Podcasts fans are loyal. While most of us are happy to discover new shows, there are specific podcasts that we come to see. And we want to see all of the show. Podcasts are not something you wander in and out of. If you do, you miss storylines, jokes, and special guests if you don’t stay the whole way through. Wherever you listen to podcasts, you can stop when you need to, but you start again, you finish them. What you don’t do is listen for fifteen minutes and then jump over to another podcast and listen for thirty. That’s not how podcast fans listen. But if you really wanted to see a lot of podcasts at this festival it is what you would have had to do. However, I think most of the attendees of the NHT just prioritized the shows that they felt were the most important for them during the weekend. I know that I am happy with what I was able to attend, I am disappointed at some of the key shows I had to miss.

While most podcast festivals are held at hotels, the Anaheim Marriot hotel was an acoustic nightmare. Many of the podcasters commented openly from the stage about not being able to hear themselves or one another and about the constant echo throughout each show.
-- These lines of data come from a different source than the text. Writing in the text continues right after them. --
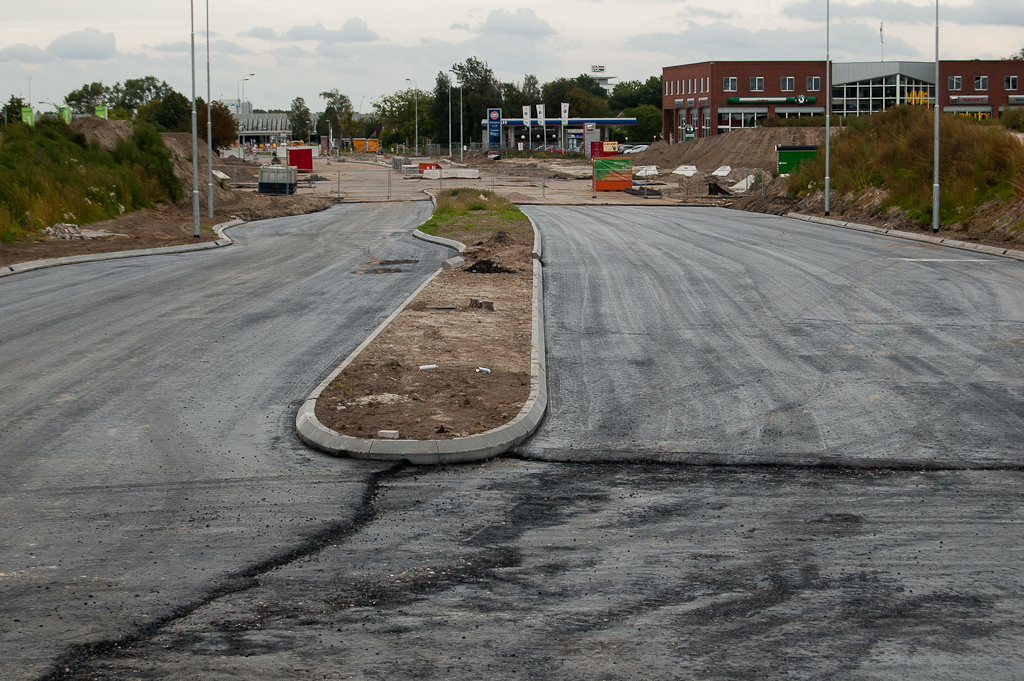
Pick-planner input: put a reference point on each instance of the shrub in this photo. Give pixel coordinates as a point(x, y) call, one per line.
point(49, 173)
point(894, 150)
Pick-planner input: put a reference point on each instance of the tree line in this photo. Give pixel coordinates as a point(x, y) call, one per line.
point(145, 99)
point(394, 117)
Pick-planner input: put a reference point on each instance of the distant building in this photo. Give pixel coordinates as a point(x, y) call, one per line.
point(599, 73)
point(711, 97)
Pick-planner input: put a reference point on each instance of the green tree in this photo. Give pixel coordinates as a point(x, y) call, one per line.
point(395, 116)
point(12, 110)
point(299, 120)
point(224, 129)
point(630, 94)
point(137, 91)
point(439, 111)
point(86, 98)
point(339, 114)
point(480, 90)
point(516, 95)
point(648, 125)
point(174, 113)
point(582, 102)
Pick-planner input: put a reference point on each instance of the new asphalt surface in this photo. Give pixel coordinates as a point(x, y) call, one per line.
point(146, 412)
point(860, 516)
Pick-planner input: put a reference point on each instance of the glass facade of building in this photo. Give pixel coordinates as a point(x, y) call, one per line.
point(876, 94)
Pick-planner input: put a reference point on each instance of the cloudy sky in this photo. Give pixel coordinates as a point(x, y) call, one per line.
point(369, 49)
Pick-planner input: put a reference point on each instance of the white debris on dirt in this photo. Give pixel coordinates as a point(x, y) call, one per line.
point(65, 230)
point(383, 398)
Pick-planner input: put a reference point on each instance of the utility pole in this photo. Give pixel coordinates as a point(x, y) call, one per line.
point(209, 120)
point(192, 16)
point(416, 92)
point(935, 179)
point(828, 114)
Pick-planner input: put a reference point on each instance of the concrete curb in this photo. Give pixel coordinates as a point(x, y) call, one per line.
point(459, 247)
point(927, 239)
point(117, 255)
point(460, 450)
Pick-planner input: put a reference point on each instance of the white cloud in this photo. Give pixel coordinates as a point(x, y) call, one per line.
point(25, 54)
point(354, 30)
point(725, 42)
point(85, 44)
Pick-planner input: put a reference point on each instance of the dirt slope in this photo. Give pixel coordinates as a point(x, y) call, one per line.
point(753, 147)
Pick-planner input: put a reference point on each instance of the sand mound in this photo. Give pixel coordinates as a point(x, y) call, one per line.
point(752, 147)
point(105, 133)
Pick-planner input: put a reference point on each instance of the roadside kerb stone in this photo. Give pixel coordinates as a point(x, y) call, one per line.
point(460, 450)
point(117, 255)
point(927, 239)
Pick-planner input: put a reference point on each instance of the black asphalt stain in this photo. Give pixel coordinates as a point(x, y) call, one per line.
point(67, 665)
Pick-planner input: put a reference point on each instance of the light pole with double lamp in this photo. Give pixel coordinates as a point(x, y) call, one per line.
point(416, 94)
point(462, 145)
point(238, 109)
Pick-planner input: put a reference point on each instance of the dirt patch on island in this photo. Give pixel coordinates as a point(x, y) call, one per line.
point(385, 388)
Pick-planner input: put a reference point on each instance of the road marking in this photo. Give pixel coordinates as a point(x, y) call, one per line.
point(944, 260)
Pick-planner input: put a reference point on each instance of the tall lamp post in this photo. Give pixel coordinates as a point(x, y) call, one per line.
point(827, 115)
point(239, 109)
point(935, 178)
point(192, 15)
point(209, 120)
point(462, 126)
point(416, 94)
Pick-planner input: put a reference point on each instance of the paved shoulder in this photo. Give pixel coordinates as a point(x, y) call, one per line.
point(708, 335)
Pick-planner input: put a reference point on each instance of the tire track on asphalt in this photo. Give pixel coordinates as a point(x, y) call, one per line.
point(239, 582)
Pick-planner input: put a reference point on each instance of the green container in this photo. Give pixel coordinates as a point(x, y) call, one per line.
point(790, 158)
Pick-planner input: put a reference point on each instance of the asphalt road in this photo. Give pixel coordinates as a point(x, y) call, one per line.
point(146, 418)
point(807, 560)
point(714, 336)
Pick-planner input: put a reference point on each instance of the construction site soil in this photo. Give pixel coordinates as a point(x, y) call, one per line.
point(476, 357)
point(166, 224)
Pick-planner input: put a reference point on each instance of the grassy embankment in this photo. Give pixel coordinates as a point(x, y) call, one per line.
point(467, 209)
point(50, 173)
point(979, 163)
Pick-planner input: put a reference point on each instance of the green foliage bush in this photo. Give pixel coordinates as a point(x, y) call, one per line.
point(894, 150)
point(457, 204)
point(49, 174)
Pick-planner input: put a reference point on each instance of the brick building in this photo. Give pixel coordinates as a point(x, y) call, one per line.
point(710, 97)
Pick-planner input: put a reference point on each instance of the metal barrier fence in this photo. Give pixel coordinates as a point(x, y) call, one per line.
point(398, 178)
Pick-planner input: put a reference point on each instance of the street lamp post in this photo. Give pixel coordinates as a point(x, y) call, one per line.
point(192, 15)
point(935, 178)
point(416, 94)
point(462, 126)
point(209, 120)
point(239, 108)
point(827, 114)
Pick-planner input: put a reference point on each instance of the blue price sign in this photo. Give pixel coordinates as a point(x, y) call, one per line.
point(495, 128)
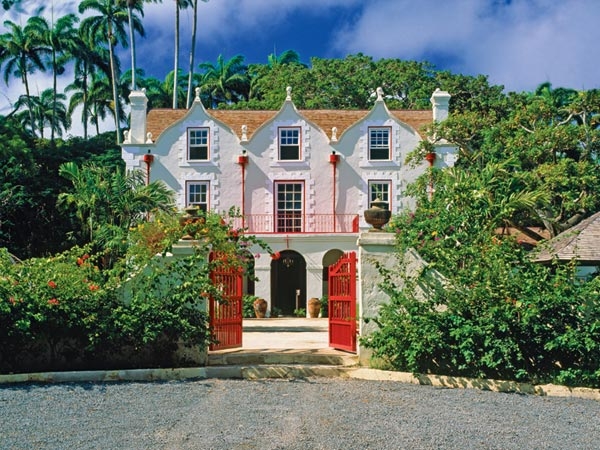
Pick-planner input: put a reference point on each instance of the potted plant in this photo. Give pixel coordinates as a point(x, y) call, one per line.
point(260, 308)
point(324, 305)
point(300, 312)
point(314, 307)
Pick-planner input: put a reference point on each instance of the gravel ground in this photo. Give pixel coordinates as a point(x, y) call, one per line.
point(314, 413)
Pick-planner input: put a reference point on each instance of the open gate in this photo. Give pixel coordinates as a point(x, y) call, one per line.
point(226, 317)
point(342, 303)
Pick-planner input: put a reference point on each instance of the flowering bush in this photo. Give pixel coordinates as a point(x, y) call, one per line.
point(63, 312)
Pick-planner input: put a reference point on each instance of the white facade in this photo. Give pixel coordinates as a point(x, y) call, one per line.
point(300, 178)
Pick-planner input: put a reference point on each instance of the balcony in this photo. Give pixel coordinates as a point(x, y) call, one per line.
point(297, 223)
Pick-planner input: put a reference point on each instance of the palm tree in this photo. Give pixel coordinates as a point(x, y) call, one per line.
point(179, 4)
point(20, 55)
point(110, 25)
point(108, 202)
point(158, 92)
point(192, 54)
point(99, 98)
point(137, 5)
point(89, 57)
point(225, 81)
point(49, 111)
point(57, 39)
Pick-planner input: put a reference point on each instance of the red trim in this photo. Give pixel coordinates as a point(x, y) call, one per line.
point(187, 150)
point(389, 143)
point(279, 143)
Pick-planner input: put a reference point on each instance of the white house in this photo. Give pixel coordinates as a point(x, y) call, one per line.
point(300, 178)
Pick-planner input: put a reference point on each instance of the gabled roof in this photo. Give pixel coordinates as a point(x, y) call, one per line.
point(159, 119)
point(581, 242)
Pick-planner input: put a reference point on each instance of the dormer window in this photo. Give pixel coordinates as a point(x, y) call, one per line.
point(379, 190)
point(197, 194)
point(289, 144)
point(379, 144)
point(198, 144)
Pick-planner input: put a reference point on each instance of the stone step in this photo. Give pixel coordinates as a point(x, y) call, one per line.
point(248, 357)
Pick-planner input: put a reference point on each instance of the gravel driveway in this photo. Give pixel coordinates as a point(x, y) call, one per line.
point(314, 413)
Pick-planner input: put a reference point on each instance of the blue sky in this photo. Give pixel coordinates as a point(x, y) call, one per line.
point(516, 43)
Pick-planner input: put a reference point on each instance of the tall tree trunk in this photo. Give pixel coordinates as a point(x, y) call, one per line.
point(176, 68)
point(54, 88)
point(132, 44)
point(113, 75)
point(85, 100)
point(28, 94)
point(192, 52)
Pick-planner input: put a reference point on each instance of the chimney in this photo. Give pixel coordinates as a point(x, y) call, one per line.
point(138, 102)
point(440, 100)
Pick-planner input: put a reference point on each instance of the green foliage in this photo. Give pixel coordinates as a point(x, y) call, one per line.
point(248, 306)
point(66, 312)
point(497, 314)
point(300, 312)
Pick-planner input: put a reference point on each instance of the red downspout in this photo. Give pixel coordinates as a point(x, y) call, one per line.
point(333, 159)
point(242, 161)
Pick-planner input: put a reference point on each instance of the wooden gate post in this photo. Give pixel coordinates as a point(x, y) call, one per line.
point(372, 247)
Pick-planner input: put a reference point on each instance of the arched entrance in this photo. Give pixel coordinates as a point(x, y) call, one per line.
point(288, 282)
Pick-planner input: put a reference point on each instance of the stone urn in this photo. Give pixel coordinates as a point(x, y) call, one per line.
point(377, 215)
point(260, 308)
point(314, 307)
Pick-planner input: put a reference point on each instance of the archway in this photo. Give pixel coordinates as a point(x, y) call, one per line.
point(288, 282)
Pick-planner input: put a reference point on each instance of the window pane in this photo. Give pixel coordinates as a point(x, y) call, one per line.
point(198, 195)
point(379, 143)
point(198, 144)
point(289, 207)
point(379, 189)
point(289, 144)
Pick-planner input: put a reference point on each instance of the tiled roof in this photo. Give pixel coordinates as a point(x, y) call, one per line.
point(581, 242)
point(159, 119)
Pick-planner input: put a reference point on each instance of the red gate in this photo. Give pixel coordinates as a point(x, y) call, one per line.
point(342, 303)
point(226, 317)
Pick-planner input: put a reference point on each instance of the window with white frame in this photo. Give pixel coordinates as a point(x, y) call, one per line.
point(289, 144)
point(198, 144)
point(379, 144)
point(289, 204)
point(197, 194)
point(380, 189)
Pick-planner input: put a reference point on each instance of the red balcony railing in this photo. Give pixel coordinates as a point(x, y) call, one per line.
point(297, 223)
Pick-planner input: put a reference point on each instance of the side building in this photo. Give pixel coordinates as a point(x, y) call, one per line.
point(300, 178)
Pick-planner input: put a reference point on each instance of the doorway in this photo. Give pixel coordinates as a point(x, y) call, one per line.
point(288, 282)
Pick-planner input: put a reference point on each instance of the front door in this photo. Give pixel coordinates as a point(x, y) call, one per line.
point(226, 316)
point(288, 282)
point(342, 303)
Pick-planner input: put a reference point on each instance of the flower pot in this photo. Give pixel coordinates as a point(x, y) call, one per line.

The echo very apparent especially if a room was not as full.

Most podcast fans listen to podcasts in their individual spaces and time. However, as fans we are definitely a community. We enjoy coming together at the festivals and getting to meet other fans and meet the talent behind the podcasts. While we, as fans, may have felt all together once we were all settled into a room, the separation of the GA and the VIPs was very apparent in the halls. Maybe it was because we were so spread out. Maybe it was because the VIP lines, lounge, and separate meet-and-greets created an “us and them” mentality. I missed being closer to people and the feeling like any one of us could be the ones on the stage one day. And while a lot of the podcast talent walked around so that GA pass holders could interact with them, some of the other talent were just not accessible if you didn’t pay for it.

The other thing I thought was really missing from this show was the DIY feeling of podcasting. While the NHT had a very polished and corporate look and feel, there was no podcast lab for smaller podcasts to use at the festival. I missed seeing other podcasters get interviews they might not be able to regularly get. The lab is also one of the places where collaborations begin and people discover smaller shows. I also wished that the festival had panels on the technical ins and outs of podcasting for those who wanted to begin a podcast or continue to better their existing shows.

It will be interesting to see how the Now Hear This Podcast Festival evolves and grows over the next few years. I loved the shows I got to see and enjoyed some of the new shows that I discovered. But I really hope they can work to create less of an “us and them” environment. For a lot of podcasters and podcast fans, we were not the popular kids, we were not the ones with a voice. But podcast fans and podcasters are a community. When we come together, we do so to enjoy the live shows together and to meet other people who love what we love. Hopefully this festival will not only work out the technical kinks in the future but will work on building a place for more cohesive community and not just another high school environment where the popular kids have access while the rest of us are left on the fringes.